Figure 3-7. - Connections of a two-phase, three-wire alternator output.

Now, look at the smaller schematic diagram in figure 3-7. Only three connections have been brought out from the stator. Electrically, this is the same as the large diagram above it. Instead of being connected at the output terminals, the B1-A2 connection was made internally when the stator was wired. A two-phase alternator connected in this manner is called a two-phase, three-wire alternator.

The three-wire connection makes possible three different load connections: A and B (across each phase), and C (across both phases). The output at C is always 1.414 times the voltage of either phase. These multiple outputs are additional advantages of the two-phase alternator over the single-phase type.

Now, you can understand why single-phase power doesn't always come from single-phase alternators. It can be generated by two-phase alternators as well as other multiphase (polyphase) alternators, as you will soon see.
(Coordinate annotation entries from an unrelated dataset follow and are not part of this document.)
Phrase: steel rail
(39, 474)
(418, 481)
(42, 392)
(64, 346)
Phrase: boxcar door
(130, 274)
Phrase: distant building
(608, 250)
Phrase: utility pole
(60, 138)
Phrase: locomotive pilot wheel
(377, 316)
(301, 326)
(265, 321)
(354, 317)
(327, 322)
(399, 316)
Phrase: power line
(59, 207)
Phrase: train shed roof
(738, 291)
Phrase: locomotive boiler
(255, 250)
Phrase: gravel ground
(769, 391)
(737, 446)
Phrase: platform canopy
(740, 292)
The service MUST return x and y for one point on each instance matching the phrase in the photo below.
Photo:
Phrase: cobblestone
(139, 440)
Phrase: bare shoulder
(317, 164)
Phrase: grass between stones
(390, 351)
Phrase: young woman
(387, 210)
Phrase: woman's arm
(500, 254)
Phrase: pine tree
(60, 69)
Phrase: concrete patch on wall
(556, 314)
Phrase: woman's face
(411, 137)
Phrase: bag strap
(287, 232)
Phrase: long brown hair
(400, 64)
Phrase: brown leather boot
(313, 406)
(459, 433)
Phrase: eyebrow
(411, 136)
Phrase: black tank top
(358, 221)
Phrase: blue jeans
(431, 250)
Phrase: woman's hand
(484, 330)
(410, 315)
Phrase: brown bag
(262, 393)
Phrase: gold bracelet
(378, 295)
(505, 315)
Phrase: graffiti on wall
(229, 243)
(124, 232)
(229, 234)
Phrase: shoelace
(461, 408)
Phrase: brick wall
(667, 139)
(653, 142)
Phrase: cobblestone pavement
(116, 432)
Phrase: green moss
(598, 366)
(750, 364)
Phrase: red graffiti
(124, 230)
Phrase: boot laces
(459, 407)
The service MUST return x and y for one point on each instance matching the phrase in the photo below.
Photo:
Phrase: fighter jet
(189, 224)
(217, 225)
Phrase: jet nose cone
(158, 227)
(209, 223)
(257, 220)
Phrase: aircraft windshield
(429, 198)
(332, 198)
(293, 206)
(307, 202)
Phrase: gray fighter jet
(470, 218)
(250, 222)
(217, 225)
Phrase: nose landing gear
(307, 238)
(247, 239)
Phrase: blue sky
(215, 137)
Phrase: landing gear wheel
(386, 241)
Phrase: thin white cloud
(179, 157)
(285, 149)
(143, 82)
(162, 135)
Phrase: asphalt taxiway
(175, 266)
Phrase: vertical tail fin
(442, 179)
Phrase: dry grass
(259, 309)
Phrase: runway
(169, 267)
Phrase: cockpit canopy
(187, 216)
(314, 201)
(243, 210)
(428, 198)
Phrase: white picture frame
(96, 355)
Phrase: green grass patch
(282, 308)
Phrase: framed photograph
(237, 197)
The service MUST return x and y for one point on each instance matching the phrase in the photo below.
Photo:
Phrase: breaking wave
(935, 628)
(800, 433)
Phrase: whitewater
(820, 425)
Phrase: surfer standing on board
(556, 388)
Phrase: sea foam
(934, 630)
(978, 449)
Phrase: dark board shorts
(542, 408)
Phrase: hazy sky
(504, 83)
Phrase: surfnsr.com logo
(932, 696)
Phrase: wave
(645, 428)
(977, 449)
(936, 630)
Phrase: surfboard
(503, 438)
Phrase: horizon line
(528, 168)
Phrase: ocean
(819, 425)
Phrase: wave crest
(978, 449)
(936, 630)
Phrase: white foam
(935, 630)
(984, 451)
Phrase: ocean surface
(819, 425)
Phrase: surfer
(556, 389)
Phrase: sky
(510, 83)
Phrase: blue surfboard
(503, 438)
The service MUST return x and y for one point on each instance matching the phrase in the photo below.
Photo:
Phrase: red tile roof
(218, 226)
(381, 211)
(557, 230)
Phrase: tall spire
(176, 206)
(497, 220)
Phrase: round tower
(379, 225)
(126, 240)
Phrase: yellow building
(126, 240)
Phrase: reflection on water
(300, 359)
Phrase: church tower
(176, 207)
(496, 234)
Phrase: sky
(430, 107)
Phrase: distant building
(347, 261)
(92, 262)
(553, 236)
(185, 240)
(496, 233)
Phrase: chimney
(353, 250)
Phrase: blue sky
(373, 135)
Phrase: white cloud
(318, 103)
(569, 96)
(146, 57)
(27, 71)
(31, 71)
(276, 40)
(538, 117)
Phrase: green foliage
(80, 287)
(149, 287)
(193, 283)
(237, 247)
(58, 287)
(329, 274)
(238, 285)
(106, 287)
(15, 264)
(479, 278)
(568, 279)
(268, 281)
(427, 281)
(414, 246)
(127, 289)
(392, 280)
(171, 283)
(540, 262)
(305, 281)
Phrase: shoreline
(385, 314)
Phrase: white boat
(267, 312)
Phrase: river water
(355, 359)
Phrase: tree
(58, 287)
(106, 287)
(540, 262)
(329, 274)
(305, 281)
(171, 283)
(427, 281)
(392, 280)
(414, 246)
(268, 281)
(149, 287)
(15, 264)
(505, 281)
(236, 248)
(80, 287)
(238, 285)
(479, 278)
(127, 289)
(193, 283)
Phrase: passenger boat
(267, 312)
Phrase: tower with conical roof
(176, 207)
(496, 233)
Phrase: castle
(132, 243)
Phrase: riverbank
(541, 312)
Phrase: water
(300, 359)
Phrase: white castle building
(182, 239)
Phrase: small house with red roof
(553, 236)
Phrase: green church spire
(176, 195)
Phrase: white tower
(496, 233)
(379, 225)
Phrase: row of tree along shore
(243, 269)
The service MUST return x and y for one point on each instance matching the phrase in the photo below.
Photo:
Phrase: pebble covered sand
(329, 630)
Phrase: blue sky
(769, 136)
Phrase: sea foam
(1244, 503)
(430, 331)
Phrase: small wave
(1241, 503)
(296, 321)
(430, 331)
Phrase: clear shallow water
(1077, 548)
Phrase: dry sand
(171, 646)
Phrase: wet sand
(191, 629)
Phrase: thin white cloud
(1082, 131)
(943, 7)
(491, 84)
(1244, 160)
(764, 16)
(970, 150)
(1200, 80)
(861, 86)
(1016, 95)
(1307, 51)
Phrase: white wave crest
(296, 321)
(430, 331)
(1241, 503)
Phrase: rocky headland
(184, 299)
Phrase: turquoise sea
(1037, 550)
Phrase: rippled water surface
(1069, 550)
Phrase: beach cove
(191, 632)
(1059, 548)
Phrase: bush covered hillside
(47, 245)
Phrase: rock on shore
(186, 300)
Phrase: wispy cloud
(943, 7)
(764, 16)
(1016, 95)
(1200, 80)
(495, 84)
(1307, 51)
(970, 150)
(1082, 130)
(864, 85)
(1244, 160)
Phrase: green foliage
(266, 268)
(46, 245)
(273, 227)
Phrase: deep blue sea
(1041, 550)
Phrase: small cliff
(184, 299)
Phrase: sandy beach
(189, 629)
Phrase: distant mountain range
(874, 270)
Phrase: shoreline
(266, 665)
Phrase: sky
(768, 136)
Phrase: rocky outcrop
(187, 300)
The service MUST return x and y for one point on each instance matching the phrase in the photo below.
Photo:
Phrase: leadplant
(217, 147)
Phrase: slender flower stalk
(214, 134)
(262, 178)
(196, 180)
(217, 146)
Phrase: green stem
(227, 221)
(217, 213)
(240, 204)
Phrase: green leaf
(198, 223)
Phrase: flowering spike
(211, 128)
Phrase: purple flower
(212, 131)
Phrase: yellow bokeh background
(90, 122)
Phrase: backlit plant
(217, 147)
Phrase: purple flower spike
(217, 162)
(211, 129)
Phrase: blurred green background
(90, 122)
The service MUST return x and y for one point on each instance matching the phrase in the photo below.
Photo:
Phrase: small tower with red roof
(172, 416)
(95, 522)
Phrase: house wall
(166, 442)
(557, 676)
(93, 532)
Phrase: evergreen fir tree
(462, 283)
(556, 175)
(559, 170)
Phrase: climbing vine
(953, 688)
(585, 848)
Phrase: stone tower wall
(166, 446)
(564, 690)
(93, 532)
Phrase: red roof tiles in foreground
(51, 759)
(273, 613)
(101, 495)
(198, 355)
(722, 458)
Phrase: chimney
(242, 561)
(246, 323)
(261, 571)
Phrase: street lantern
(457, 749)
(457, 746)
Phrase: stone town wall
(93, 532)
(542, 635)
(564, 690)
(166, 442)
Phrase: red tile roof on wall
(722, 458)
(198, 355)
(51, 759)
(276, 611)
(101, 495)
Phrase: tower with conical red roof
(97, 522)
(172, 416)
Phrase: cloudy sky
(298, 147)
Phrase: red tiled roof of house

The two-phase alternator discussed in the preceding paragraphs is seldom seen in actual use. However, the operation of polyphase alternators is more easily explained using two phases than three phases. The three-phase alternator, which will be covered next, is by far the most common of all alternators in use today, both in military and civilian applications.

Q.11 What determines the phase relationship between the voltages in a two-phase ac generator?
Q.12 How many voltage outputs are available from a two-phase three-wire alternator?
Q.13 What is the relationship of the voltage at C in figure 3-7 to the voltages at A and B?